BOOK REVIEW: The Truth About Peacock Blue by Rosanne Hawke

Review by student: Charlotte Kowald   star-128star-128star-128star-128

the-truth-about-pb‘The Truth About Peacock Blue’ by local author Rosanne Hawke tells the story of Aster, a Christian girl living in Pakistan. When her older brother dies, Aster is sent to a Muslim high school as the ‘hope of the family.’ Her being Christian in a Muslim community does not agree with some of the students and teachers there. One particular teacher is making life even more difficult for Aster, determined to either convert her religion or get rid of her. After not very long, Aster is accused of blasphemy by her teacher and she is arrested. Meanwhile, in Australia, Aster’s cousin Maryam is writing a blog about what Aster is going through in an effort to help out. This is a dangerous move, and many people online disagree with Maryam, but she is willing to do anything to bring about change.

I’ve read most of Rosanne Hawke’s books, and this is definitely one of my favourites. It was a really engaging book, covering topics that I personally haven’t read much about. One of the things that I found the most interesting was Maryam’s blog. Those particular pages in the book showed not only her blog posts but also the comments. The comments showed the general public’s reception to what Maryam was writing, giving more perspective to the events of the book than just what one or two people were seeing. There were also sections in the book written as if they were Facebook conversations, which I found equally as interesting. When Aster could do nothing about her situation, you still had an idea of what everyone else was doing to try and help.

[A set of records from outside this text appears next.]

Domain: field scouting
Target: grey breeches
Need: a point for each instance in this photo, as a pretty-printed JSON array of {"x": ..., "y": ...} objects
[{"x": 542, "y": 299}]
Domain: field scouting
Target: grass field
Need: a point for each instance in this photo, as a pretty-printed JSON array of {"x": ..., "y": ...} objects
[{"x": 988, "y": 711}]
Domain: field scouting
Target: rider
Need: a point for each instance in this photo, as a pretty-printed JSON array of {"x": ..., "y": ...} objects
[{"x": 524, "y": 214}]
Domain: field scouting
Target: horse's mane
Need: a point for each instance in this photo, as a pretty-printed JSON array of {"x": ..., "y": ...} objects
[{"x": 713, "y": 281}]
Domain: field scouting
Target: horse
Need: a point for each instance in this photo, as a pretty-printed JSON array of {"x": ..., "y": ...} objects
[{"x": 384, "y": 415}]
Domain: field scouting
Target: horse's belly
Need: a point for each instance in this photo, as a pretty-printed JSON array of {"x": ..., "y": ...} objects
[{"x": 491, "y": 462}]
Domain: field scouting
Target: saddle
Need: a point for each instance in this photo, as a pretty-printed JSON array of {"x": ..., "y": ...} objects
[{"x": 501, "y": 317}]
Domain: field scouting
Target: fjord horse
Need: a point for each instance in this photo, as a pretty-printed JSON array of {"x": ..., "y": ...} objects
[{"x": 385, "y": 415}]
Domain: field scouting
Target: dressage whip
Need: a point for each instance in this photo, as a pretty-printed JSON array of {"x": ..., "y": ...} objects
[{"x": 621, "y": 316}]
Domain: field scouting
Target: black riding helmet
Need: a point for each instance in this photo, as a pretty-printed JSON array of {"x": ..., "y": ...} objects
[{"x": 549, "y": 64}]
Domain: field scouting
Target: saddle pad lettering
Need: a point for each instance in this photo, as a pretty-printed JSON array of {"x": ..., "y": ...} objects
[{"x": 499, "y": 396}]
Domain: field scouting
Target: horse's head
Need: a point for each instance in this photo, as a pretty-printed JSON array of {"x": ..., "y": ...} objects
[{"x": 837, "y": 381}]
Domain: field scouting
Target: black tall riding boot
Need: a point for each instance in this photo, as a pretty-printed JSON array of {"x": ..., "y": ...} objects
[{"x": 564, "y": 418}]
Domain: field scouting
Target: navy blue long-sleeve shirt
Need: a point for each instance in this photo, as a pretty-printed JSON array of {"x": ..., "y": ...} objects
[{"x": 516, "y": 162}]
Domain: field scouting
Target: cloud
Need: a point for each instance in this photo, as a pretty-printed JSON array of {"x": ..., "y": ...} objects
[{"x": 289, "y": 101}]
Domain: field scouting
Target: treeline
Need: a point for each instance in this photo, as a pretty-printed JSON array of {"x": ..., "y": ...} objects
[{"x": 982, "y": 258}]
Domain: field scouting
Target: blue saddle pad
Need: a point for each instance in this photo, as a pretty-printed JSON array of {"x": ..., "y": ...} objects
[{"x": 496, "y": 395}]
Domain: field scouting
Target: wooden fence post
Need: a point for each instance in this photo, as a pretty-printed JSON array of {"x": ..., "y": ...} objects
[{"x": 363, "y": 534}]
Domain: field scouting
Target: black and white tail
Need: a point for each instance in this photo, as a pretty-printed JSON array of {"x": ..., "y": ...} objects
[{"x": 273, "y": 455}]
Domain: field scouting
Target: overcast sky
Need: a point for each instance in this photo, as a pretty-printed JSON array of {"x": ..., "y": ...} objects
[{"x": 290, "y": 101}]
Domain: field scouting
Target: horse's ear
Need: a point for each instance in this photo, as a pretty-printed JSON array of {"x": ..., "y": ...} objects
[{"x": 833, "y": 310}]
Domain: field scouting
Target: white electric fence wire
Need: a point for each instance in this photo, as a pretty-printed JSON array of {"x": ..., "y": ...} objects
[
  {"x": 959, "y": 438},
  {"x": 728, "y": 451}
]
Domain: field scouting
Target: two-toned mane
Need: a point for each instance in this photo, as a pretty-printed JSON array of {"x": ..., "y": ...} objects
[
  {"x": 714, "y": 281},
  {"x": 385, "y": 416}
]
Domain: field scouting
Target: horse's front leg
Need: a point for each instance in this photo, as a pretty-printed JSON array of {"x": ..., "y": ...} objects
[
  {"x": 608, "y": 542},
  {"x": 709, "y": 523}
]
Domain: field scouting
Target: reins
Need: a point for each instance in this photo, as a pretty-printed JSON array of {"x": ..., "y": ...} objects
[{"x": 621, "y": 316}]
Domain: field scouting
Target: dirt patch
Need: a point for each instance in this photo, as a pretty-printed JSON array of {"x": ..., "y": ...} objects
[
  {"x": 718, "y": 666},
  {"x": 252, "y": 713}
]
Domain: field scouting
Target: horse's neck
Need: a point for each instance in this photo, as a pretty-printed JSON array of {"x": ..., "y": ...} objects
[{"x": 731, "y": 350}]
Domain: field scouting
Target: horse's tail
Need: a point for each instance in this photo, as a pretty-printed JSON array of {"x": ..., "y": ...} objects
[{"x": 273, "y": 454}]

Towards the end of the book, the storytelling by Aster became more vague. While this could be a complaint with the book, I’m sure that it was intentional as I believe it added to the character and the situation. My only issue is with the ending. I would have liked a little more resolution than what we were given and while the ending is hopeful, I wouldn’t say that is much of a conclusion. This again, is probably intentional but in light of everything that Aster went through in the book I feel like the character deserved a bit more. Otherwise, ‘The Truth About Peacock Blue’ is very relevant to the issues in our world today and is a wonderful story that is definitely worth reading.